S.C. Small Business Chamber of Commerce President & CEO Frank Knapp Jr. said the state needs to be planning for the impacts of climate change, particularly in coastal areas with rising sea levels.
“This is just more evidence that we have got to start moving on this thing,” Knapp said. “What we hope is that the public is starting to pay attention now and saying, ‘Oh, this could be a problem in my lifetime.’ ”
In a White House conference call with reporters, National Climatic Data Center Director Tom Karl said his two biggest concerns were flooding from sea level rise on the U.S. coastlines – especially for the low-lying cities of Miami, Norfolk, Virginia, and Portsmouth, New Hampshire – and drought, heat waves and prolonged fire seasons in the Southwest.
Weather changes
Even though the nation’s average temperature has risen by as much as 1.9 degrees since record keeping began in 1895, it’s in the big, wild weather where the average person feels climate change the most, said co-author Katharine Hayhoe, a Texas Tech University climate scientist. Extreme weather like droughts, storms and heat waves hit us in the pocketbooks and can be seen by our own eyes, she said.
Since January 2010, 43 of the lower 48 states have set at least one monthly record for heat, such as California having its warmest January on record this year. In the past 51 months, states have set 80 monthly records for heat, 33 records for being too wet, 12 for lack of rain and just three for cold, according to an Associated Press analysis of federal weather records.

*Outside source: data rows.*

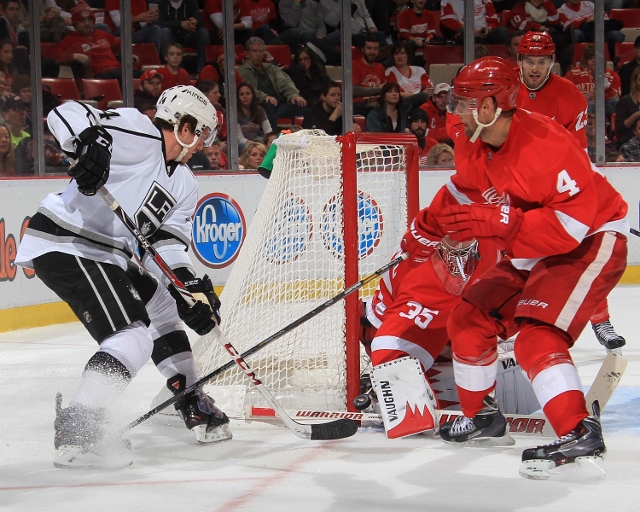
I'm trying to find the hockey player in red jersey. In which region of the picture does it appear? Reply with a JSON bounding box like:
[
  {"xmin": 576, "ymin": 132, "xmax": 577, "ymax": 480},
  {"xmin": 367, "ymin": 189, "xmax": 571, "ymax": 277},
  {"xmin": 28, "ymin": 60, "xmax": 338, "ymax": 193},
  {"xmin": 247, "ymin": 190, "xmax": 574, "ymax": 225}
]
[
  {"xmin": 439, "ymin": 57, "xmax": 629, "ymax": 478},
  {"xmin": 516, "ymin": 32, "xmax": 626, "ymax": 353}
]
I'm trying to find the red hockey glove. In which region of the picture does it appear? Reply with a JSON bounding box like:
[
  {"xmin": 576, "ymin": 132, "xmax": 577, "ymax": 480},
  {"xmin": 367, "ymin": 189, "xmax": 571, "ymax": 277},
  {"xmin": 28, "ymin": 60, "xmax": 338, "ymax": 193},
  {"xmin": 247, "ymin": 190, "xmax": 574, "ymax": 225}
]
[
  {"xmin": 440, "ymin": 204, "xmax": 524, "ymax": 242},
  {"xmin": 400, "ymin": 211, "xmax": 442, "ymax": 263}
]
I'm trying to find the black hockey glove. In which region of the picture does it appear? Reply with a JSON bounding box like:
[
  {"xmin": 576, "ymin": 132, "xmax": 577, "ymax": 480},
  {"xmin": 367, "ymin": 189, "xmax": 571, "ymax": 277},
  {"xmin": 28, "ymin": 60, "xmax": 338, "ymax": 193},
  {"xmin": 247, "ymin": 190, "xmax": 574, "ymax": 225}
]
[
  {"xmin": 169, "ymin": 275, "xmax": 220, "ymax": 336},
  {"xmin": 67, "ymin": 126, "xmax": 113, "ymax": 196}
]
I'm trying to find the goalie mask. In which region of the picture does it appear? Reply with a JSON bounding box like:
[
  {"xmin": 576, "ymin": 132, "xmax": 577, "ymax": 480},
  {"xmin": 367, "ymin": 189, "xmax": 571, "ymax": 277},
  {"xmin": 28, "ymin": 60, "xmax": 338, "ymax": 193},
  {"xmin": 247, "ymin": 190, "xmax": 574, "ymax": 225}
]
[
  {"xmin": 431, "ymin": 236, "xmax": 480, "ymax": 297},
  {"xmin": 156, "ymin": 85, "xmax": 218, "ymax": 162}
]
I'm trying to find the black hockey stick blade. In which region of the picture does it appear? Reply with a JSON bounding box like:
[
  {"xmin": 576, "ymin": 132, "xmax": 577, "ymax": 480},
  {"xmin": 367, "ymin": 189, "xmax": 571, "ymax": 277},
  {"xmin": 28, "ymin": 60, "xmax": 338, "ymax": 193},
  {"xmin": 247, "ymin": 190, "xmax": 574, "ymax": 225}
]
[{"xmin": 309, "ymin": 419, "xmax": 358, "ymax": 441}]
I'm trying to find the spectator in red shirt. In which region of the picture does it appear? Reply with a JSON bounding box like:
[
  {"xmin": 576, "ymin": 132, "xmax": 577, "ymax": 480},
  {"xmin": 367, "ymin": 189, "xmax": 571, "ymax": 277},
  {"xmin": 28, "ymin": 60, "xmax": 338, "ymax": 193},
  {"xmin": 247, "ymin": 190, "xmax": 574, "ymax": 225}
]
[
  {"xmin": 565, "ymin": 44, "xmax": 620, "ymax": 116},
  {"xmin": 158, "ymin": 43, "xmax": 191, "ymax": 91},
  {"xmin": 54, "ymin": 4, "xmax": 142, "ymax": 80},
  {"xmin": 104, "ymin": 0, "xmax": 162, "ymax": 55},
  {"xmin": 351, "ymin": 34, "xmax": 387, "ymax": 116},
  {"xmin": 407, "ymin": 109, "xmax": 438, "ymax": 167},
  {"xmin": 396, "ymin": 0, "xmax": 436, "ymax": 52},
  {"xmin": 420, "ymin": 83, "xmax": 453, "ymax": 145}
]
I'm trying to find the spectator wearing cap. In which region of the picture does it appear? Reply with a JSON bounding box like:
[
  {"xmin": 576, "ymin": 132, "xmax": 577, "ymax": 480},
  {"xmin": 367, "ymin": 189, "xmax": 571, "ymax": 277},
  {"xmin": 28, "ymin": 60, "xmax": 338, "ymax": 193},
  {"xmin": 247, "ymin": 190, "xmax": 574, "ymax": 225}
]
[
  {"xmin": 420, "ymin": 83, "xmax": 451, "ymax": 144},
  {"xmin": 2, "ymin": 96, "xmax": 30, "ymax": 147},
  {"xmin": 104, "ymin": 0, "xmax": 162, "ymax": 55},
  {"xmin": 54, "ymin": 4, "xmax": 141, "ymax": 80},
  {"xmin": 239, "ymin": 37, "xmax": 307, "ymax": 128},
  {"xmin": 618, "ymin": 36, "xmax": 640, "ymax": 96},
  {"xmin": 407, "ymin": 108, "xmax": 438, "ymax": 167},
  {"xmin": 158, "ymin": 0, "xmax": 211, "ymax": 71},
  {"xmin": 133, "ymin": 69, "xmax": 162, "ymax": 121}
]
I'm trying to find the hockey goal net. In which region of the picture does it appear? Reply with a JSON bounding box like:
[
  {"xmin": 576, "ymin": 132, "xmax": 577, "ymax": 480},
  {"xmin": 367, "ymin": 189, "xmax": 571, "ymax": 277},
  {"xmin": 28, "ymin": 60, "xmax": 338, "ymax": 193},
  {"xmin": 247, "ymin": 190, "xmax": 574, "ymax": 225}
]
[{"xmin": 194, "ymin": 130, "xmax": 418, "ymax": 417}]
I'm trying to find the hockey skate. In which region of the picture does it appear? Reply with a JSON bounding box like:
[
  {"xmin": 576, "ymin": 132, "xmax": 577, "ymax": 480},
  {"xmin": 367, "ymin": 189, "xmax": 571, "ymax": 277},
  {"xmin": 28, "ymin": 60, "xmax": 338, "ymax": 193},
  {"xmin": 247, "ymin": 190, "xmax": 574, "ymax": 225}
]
[
  {"xmin": 167, "ymin": 375, "xmax": 233, "ymax": 443},
  {"xmin": 520, "ymin": 416, "xmax": 607, "ymax": 480},
  {"xmin": 591, "ymin": 320, "xmax": 627, "ymax": 356},
  {"xmin": 440, "ymin": 395, "xmax": 515, "ymax": 446},
  {"xmin": 53, "ymin": 393, "xmax": 133, "ymax": 469}
]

In Charleston, heat records were set in June 2012 at the Charleston Airport, and in March 2012 in downtown Charleston, according to the National Weather Service.

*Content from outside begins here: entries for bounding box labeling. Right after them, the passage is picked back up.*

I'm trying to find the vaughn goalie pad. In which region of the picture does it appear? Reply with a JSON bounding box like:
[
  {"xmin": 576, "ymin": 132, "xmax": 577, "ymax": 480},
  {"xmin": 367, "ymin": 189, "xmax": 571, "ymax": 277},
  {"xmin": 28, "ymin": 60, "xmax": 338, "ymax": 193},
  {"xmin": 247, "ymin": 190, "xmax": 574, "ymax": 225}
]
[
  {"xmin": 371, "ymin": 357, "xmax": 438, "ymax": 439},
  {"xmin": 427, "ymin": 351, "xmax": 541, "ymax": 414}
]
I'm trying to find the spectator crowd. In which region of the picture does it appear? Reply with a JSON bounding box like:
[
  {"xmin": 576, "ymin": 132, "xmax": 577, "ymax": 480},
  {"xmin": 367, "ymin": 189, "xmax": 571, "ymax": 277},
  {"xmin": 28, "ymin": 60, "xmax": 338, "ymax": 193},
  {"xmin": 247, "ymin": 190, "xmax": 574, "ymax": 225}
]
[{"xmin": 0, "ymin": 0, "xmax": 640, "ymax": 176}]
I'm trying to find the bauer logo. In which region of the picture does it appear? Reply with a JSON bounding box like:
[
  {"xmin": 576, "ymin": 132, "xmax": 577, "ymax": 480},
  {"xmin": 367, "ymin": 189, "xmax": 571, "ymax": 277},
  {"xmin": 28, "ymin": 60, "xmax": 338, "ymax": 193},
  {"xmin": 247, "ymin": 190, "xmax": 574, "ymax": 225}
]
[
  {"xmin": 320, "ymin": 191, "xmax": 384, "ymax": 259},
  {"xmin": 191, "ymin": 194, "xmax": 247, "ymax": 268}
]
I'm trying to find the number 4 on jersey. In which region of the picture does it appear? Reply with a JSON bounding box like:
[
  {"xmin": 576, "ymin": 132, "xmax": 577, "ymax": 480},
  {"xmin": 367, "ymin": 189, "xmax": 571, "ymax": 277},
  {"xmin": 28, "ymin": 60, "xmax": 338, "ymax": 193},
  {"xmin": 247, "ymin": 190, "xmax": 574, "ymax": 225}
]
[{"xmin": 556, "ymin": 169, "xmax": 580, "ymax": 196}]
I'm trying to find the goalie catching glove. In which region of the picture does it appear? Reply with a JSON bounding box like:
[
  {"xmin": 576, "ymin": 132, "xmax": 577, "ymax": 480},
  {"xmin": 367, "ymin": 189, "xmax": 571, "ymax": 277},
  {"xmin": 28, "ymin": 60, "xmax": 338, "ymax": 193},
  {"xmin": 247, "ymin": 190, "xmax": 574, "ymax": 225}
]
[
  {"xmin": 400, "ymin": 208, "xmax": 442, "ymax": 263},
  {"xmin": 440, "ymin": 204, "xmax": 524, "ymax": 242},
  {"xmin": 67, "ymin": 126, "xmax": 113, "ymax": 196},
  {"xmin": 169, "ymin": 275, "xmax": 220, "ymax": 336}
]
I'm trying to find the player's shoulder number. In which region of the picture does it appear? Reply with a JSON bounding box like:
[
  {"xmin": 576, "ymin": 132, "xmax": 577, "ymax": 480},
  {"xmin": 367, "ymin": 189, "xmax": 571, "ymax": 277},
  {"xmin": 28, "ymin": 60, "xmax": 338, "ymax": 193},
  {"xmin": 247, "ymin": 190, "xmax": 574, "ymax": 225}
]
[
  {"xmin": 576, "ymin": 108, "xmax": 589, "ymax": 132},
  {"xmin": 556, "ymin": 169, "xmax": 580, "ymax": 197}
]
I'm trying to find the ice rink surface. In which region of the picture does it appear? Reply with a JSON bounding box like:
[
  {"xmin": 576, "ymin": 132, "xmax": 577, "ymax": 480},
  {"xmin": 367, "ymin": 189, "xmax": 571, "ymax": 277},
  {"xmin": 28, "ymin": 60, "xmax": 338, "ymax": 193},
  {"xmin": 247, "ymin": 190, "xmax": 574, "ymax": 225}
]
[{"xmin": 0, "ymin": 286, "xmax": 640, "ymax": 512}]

“For the second warmest I have several in 2011 and 2012,” said National Weather Service meteorologist Julie Packett.
No record cold months have occurred since January 2010.
The National Climate Assessment says “climate change threatens human health and well-being in many ways.” Those include smoke-filled air from wildfires, smoggy air from pollution, and more diseases from tainted food, water, mosquitoes and ticks. And ragweed pollen season has lengthened.
Flooding alone may cost $325 billion by the year 2100 in one of the worst-case scenarios, with $130 billion of that in Florida, the report says. Already the droughts and heat waves of 2011 and 2012 added about $10 billion to farm costs, the report says.